Transportation Minister Todd Stone - Black Press
Transportation Minister Todd Stone
— image credit: Black Press

Transportation Minister Todd Stone is promising Metro Vancouver mayors new authority to set priorities for transit and road expansion, and a new deadline to decide if they want more funding sources.

Stone announced Thursday he will bring in legislation this spring to give local governments authority to set policy, decide on fares, deal with customer service issues and sell assets in the system. He called on the mayors to work with the current TransLink board, which has that authority until the law is changed.

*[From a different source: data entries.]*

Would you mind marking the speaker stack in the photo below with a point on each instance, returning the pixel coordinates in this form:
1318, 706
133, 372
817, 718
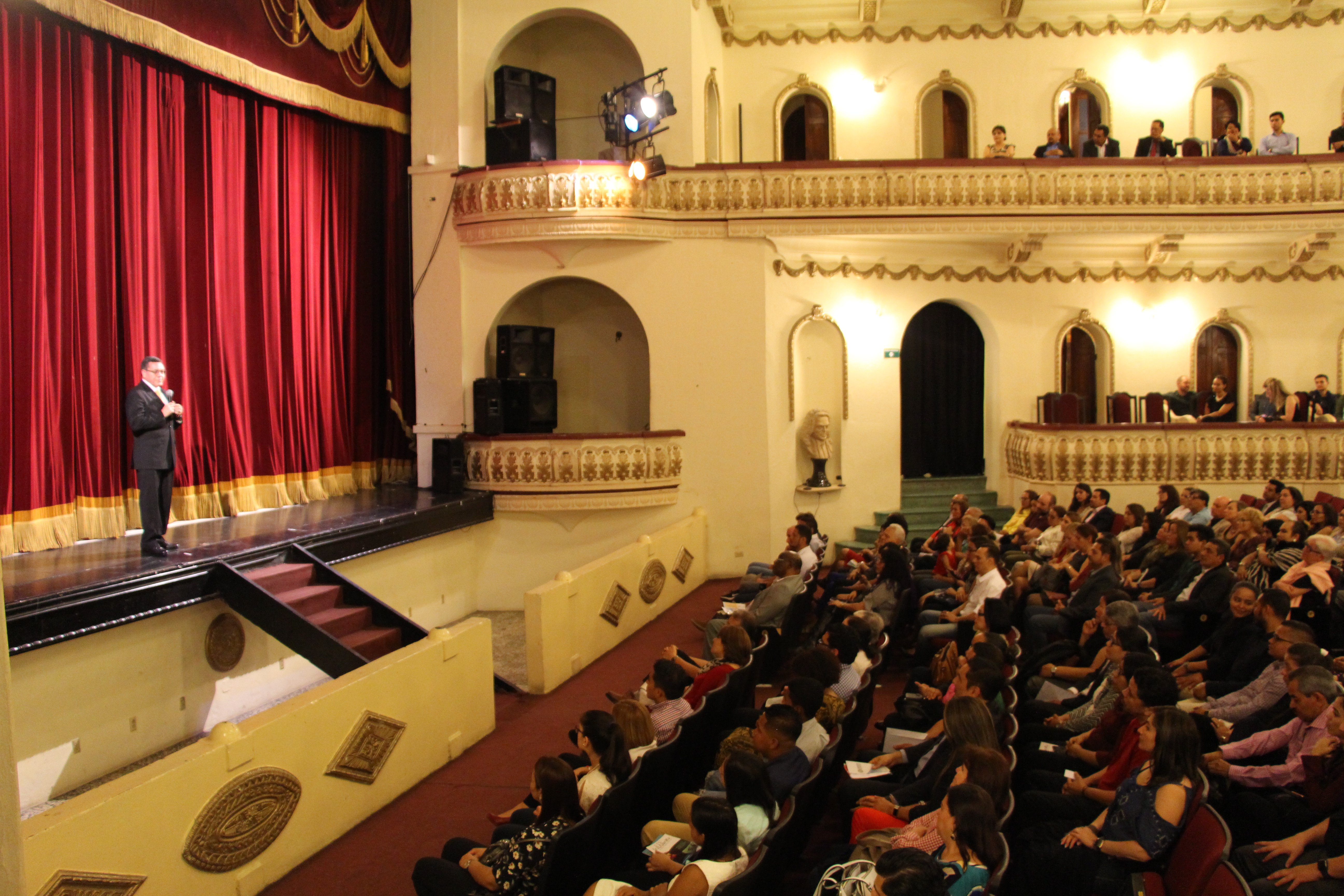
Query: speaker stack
522, 395
525, 117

"The ball will be firmly in the court of the mayor's council now," Stone told reporters in Vancouver.

Stone released a letter he sent to the mayors' group Thursday, giving them the option of avoiding a referendum on new funding sources in conjunction with next November' municipal elections.

The province "is willing to extend the referendum window to no later than June 30, 2015," as long as the mayors agree on new projects and costing by June 30 of this year.

If that deadline goes by without agreement on the basis for a plan, the referendum will be delayed to the 2017 municipal elections and the province will withdraw its offer to pay the costs.

NDP transportation critic George Heyman said Stone's announcement lacks details of the promised new authority, and repeats an offer for the chair and vice-chair of the mayors' council to join the appointed board that now controls policy.

The mayors were "blindsided" by Thursday's announcement and offered two seats on the board, which they rejected two years ago because they want full control, he said.

"The minister continues to threaten the mayors and hold sticks over their heads and give them deadlines," Heyman said.

Stone's offer includes a promise to provide one third funding for a replacement to the aging Pattullo bridge, which is designated as TransLink's sole responsibility.

Stone previously told municipal officials they can avoid a referendum if they decide to use their existing authority to raise property taxes to fund new roads, bridges and transit.